We see more than our share of mayhem in this country-random, predatory; purposeful, senseless. But what we don’t see, or haven’t seen in a long time, are orchestrated hits on key government, law enforcement and business officials of the sort we associate with third-world thugocracies and nations nearly paralyzed by terrorism.
The Chicago Sun-Times has more on the despicable hate sites that have posted threats against Lefkow and her family, and many that have been gloating over the murders.
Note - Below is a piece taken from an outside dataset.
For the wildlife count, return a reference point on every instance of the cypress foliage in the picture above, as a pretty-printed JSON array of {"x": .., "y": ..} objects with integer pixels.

The paper editorializes rightly:
If the shooting murders of Judge Lefkow’s husband and mother turn out to be a crime resulting from the Hale case — or from some other case she presided over — it will also be a crime against our very system of law and order, a hideous attack on our community. It will be a crime aimed at tearing apart everything we hold dear in our civil society.
At least one federal judge is speaking out about the need for more security. The Christian Science Monitor highlights other cases of targeted judges.
Meanwhile, the latest reports from police indicate that a fingerprint has been found at the crime scene on a shard of glass at the Lefkow residence.
On a related note: The Greatest Jeneration has a choice comment connecting the Lefkow case to the recent Supreme Court decision outlawing the death penalty for juveniles.
Update: Sketches of two “persons of interest” have been released.
Tom Maguire (via Instapundit) rightly takes the New York Times to task for a reckless breach of privacy.
Update II: (1227am, 3/3) New York Times follow-up today has details on police interviews with Matthew Hale’s family and supporters, as well as Judge Lefkow. This is the most interesting and chilling detail:
According to a report in Wednesday’s Chicago Sun-Times, the authorities are also pursuing telephone calls made to Judge Lefkow’s home Sunday night from a correctional facility. Prison and police officials refused to discuss the matter, but one of the judge’s daughters confirmed that her mother picked up the phone to find an unknown prisoner on the other end the night before she found her husband, Michael F. Lefkow, and her mother, Donna Humphrey, dead of gunshot wounds in their basement.
“Somebody called and you have to accept the charges, and my mom did because, I don’t know, she’s my mom and she’s so trusting,” Maria Lefkow, 27, said Wednesday morning.